Illinois Democratic leaders in the General Assembly say they have an agreement with Governor Pat Quinn to raise income taxes and corporate levies to help eliminate a budget deficit of at least $13 billion this year.
The Democratic plan includes about $12 billion in borrowing to make pension contributions and pay bills. The components of the revenue-generating package could change, Senate President John Cullerton, a Democrat, said yesterday.
Illinois’s worst financial crisis is prompting the proposal to raise the state’s 3 percent personal income tax to 5¼ percent. Two percentage points of that increase would be temporary, lasting three years, Cullerton said.
“It’s the right time to do it because we’re in desperate need to pay our bills,” Cullerton told reporters at the state capitol in Springfield.
Patty Schuh, a spokeswoman for the Senate minority leader, Republican Christine Radogno, didn’t immediately respond to a call after regular business hours seeking comment.
The current legislative session ends at midnight Jan. 11.
The Senate has been wrestling with a bill authorizing the state to sell $3.7 billion in bonds to make this year’s payment into underfunded state pensions.
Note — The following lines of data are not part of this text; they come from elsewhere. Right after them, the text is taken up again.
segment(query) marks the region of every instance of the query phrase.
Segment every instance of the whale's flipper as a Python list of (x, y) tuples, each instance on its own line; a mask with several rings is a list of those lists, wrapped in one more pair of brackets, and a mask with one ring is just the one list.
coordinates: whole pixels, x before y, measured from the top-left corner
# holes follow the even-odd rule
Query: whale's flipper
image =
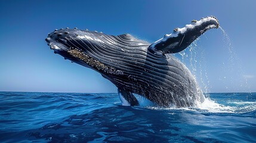
[(138, 102), (131, 92), (118, 88), (118, 95), (123, 105), (138, 105)]
[(196, 38), (207, 30), (219, 27), (218, 20), (213, 16), (202, 18), (199, 21), (193, 20), (190, 24), (183, 28), (175, 28), (172, 33), (149, 46), (149, 51), (155, 54), (179, 52), (186, 49)]

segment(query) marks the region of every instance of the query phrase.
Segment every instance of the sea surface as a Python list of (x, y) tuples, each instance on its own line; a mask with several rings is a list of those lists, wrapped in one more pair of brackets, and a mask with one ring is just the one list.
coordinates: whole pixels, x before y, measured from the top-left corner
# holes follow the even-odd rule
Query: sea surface
[(256, 93), (206, 96), (177, 109), (141, 97), (122, 106), (117, 94), (0, 92), (0, 142), (256, 142)]

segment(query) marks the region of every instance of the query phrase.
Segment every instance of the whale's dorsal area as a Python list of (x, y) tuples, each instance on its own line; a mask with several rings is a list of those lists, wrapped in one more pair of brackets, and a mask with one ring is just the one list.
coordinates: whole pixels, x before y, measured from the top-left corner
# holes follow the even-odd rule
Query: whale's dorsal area
[(202, 18), (151, 44), (129, 34), (113, 36), (78, 29), (56, 29), (45, 40), (55, 53), (112, 82), (124, 105), (138, 105), (136, 94), (161, 107), (191, 107), (205, 97), (190, 72), (169, 54), (181, 51), (218, 26), (214, 17)]

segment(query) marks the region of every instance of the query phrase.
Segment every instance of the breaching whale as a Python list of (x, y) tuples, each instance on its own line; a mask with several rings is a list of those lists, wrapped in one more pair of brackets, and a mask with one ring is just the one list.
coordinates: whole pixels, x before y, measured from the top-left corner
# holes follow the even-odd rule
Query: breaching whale
[(55, 29), (45, 41), (54, 53), (112, 82), (123, 105), (138, 105), (136, 94), (161, 107), (195, 107), (205, 97), (189, 70), (171, 54), (218, 27), (215, 17), (202, 18), (153, 43), (129, 34), (113, 36), (77, 28)]

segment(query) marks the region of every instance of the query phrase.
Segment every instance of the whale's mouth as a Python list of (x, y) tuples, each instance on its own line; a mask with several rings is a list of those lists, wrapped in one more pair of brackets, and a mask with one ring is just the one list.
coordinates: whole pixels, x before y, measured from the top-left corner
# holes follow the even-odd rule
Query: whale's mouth
[(202, 18), (198, 21), (193, 20), (183, 28), (174, 29), (172, 33), (165, 35), (150, 45), (149, 49), (154, 54), (179, 52), (208, 30), (219, 27), (218, 20), (214, 16)]

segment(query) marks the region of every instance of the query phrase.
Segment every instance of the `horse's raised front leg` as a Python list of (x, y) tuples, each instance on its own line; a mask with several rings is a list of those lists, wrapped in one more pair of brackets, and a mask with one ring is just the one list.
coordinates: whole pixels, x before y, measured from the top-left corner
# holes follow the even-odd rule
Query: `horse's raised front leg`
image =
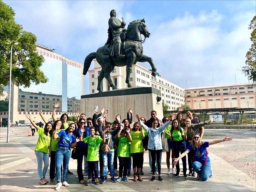
[(132, 67), (136, 57), (136, 56), (134, 53), (126, 55), (126, 78), (125, 79), (125, 83), (127, 84), (128, 87), (132, 87), (130, 82), (130, 76), (132, 73)]
[(101, 82), (102, 82), (102, 79), (104, 77), (104, 71), (103, 69), (101, 70), (100, 73), (98, 76), (98, 86), (97, 87), (97, 90), (99, 91), (99, 92), (102, 92), (102, 90), (101, 89)]
[(112, 81), (112, 80), (111, 79), (110, 77), (110, 72), (111, 71), (111, 69), (112, 69), (112, 66), (111, 65), (108, 65), (108, 66), (105, 66), (104, 68), (105, 72), (104, 74), (104, 76), (105, 78), (107, 79), (107, 80), (108, 81), (108, 83), (109, 83), (109, 86), (112, 87), (112, 89), (114, 90), (115, 89), (117, 89), (117, 87), (114, 84), (113, 82)]
[(156, 77), (156, 66), (155, 66), (154, 62), (153, 62), (153, 59), (152, 58), (145, 55), (144, 55), (142, 57), (138, 60), (138, 61), (141, 62), (148, 62), (152, 68), (152, 72), (151, 73), (151, 74), (154, 77)]

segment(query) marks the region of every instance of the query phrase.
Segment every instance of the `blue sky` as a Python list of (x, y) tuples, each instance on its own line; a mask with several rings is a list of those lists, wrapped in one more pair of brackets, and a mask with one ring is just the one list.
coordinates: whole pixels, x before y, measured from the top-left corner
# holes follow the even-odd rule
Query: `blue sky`
[[(251, 46), (255, 1), (4, 1), (37, 42), (83, 63), (106, 42), (109, 12), (126, 23), (145, 18), (143, 44), (164, 78), (186, 88), (248, 82), (242, 73)], [(140, 64), (147, 69), (147, 63)], [(92, 64), (90, 69), (93, 68)], [(89, 93), (89, 77), (84, 94)]]

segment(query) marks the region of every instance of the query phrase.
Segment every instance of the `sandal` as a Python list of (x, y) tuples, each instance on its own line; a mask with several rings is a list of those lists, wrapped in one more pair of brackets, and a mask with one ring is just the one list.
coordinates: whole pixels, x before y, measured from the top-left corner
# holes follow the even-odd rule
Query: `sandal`
[(84, 184), (85, 183), (84, 180), (81, 180), (80, 181), (80, 184)]

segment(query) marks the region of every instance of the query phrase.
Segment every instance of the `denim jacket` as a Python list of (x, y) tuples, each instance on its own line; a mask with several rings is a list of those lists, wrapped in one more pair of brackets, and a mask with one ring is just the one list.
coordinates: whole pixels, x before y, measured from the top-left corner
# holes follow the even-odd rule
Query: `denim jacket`
[(155, 147), (156, 150), (163, 149), (161, 140), (161, 133), (171, 122), (170, 121), (168, 121), (161, 127), (154, 129), (153, 127), (149, 128), (144, 124), (141, 120), (140, 120), (139, 123), (141, 125), (141, 127), (148, 134), (148, 147), (149, 149), (154, 150)]

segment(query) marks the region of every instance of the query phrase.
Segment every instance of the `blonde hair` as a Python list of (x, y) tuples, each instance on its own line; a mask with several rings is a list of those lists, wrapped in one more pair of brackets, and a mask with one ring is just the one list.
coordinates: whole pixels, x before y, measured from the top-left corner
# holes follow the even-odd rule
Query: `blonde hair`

The Democratic proposal was developed in a meeting with Quinn, a Democrat, and House Speaker Michael Madigan, Cullerton said. The increase in the corporate tax rate would raise an additional $1 billion annually, he said. Cigarette taxes would also rise by $1 per pack.
Illinois faces a backlog of more than $6 billion in unpaid bills. In November, the state sold $1.5 billion of bonds backed by tobacco settlement payments to help pay vendors.
Illinois shares with California the lowest U.S. state credit rating from Moody’s Investors Service, which in September forecast possible “further financial deterioration.”